8. In addition, accompanying the appeal, some further information was repeated, namely evidence of remittances previously made in July for the period 2012 to 2013 concerning remittances from R Mendis to Mr W A R K Mendis in Sri Lanka and evidence from the Sponsor giving further particulars of payments made. The evidence postdates the date of the Respondent’s decision but similarly the judge in dealing with the appeal and in particular, as I have quoted at paragraph 5 and 6 of the determination, plainly did not take the documents into account or pay any regard to them or consider them, even if after the date of decision, as being relevant back to the facts and matters in being at the date of the Respondent’s decision.

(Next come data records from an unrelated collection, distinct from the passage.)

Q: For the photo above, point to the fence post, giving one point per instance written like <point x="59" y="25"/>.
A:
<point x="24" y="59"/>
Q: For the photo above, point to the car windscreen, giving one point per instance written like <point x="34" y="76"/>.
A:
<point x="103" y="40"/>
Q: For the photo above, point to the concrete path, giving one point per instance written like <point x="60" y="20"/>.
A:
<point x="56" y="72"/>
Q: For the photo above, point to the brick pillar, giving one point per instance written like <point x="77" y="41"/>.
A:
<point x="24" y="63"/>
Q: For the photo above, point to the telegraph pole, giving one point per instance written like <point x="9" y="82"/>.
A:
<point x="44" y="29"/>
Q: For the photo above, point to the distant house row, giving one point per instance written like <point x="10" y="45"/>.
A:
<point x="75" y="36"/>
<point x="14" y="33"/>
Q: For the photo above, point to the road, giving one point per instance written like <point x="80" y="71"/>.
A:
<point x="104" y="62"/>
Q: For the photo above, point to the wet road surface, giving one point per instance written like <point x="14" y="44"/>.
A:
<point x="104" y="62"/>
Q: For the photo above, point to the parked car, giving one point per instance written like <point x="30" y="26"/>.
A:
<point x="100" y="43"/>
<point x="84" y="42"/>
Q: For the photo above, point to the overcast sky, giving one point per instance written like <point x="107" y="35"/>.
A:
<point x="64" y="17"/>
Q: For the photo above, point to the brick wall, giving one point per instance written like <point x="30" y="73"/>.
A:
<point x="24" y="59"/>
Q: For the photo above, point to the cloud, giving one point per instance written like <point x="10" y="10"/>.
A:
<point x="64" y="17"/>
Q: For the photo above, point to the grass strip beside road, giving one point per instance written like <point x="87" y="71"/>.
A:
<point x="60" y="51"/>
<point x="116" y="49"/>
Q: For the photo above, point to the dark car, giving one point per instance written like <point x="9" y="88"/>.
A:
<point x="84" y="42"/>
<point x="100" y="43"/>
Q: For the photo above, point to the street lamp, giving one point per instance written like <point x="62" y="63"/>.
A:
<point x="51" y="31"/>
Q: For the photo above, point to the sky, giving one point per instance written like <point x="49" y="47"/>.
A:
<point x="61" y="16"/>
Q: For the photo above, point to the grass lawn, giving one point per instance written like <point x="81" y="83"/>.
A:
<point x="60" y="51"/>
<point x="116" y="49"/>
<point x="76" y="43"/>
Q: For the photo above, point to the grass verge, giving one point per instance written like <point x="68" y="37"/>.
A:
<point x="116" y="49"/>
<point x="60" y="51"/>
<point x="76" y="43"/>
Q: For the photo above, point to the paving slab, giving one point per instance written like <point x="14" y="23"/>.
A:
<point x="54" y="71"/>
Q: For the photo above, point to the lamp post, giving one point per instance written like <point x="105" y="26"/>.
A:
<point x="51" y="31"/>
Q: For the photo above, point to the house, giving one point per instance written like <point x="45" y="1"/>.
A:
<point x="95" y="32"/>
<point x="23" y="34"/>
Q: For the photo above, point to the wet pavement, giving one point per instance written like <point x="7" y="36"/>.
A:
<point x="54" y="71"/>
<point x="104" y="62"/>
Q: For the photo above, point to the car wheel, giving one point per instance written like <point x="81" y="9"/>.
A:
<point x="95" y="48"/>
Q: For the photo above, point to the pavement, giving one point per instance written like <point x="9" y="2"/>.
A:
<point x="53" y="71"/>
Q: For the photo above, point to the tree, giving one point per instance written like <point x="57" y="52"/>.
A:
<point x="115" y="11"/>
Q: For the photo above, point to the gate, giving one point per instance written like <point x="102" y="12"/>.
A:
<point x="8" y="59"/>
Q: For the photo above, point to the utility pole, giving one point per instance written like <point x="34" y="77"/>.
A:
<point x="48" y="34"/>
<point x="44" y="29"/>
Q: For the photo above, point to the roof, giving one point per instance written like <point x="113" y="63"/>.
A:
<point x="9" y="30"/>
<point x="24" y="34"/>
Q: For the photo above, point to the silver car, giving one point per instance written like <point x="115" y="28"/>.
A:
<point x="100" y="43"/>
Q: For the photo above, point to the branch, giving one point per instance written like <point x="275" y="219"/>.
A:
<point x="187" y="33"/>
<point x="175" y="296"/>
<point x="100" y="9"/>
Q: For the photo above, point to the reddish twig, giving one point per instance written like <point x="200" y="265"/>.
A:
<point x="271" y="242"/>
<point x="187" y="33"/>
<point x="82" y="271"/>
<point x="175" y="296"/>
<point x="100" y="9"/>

Nor indeed did the judge take them into account in connection with his assessment of the merits of the appeal.

 

9. It is most unfortunate that this material had not been presented to the judge or was not taken into account by the judge for it is plainly relevant to the merits of the issue of dependency and the arrangements the Sponsor was putting in place to care for his mother bearing in mind his father had by that stage got the necessary permit to enter and remain in the United Kingdom as the dependant of the Sponsor.

 

10. There was in the remarks made by the Appellant addressing the judge in the form IAFT1 other material which could have had two consequences. First, in the judge considering whether this was now an appropriate case to proceed on the papers and whether or not to have the matter re-listed for an oral hearing. Secondly, whether or not the evidence properly taken into account supported the conclusion that there was dependency and that both the Appellant and her husband were both unemployed, too old to work and were supported for their living expenses solely by the Sponsor. Accordingly there was evidence, including the Appellant’s grounds, to show that she was dependent on Mr R Mendis, the EEA Sponsor.

 

11. In these circumstances, Mr Joseph submitted that there was illegality in the consideration of this matter by the judge because the judge had proceeded without having a Respondent’s bundle. I do not accept that as a matter of law a judge must have the Respondent’s bundle. In certain circumstances ignorance of material facts may be an error of law. In another case it may be possible to argue that there is an error of law on that basis of a procedural irregularity that led unfortunately to the omission of evidence. I am satisfied that there was a material procedural error of law by the judge partly compounded by the judge’s ignorance of the Home office bundle and its contents, failing to take into account the grounds of appeal and the representations being made which, taken at their highest, certainly give rise to the real concern that there was not a proper consideration of the appeal.

 

12. As such I find the original Tribunal decision cannot stand. The original Tribunal decision will have to be re-made. I give the following directions:

 

DIRECTIONS

 

1. Re-list in the First-tier Tribunal but not before First-tier Tribunal Judges Fox, J P M Hollingworth or T Davey.

 

2. Hearing time estimate – 1½ hours.

 

3. No interpreter required.

 

4. Witness statements and/or any additional documents relevant to the date of decision to be submitted not less than fourteen working days before the re-making of the appeal. The witness statements to stand as the evidence-in-chief and if any expert or other evidence is to be called, notice is to be given to the other party and upon the First-tier Tribunal. All bundles other than those previously referred to should be provided not less than fourteen days before the further hearing.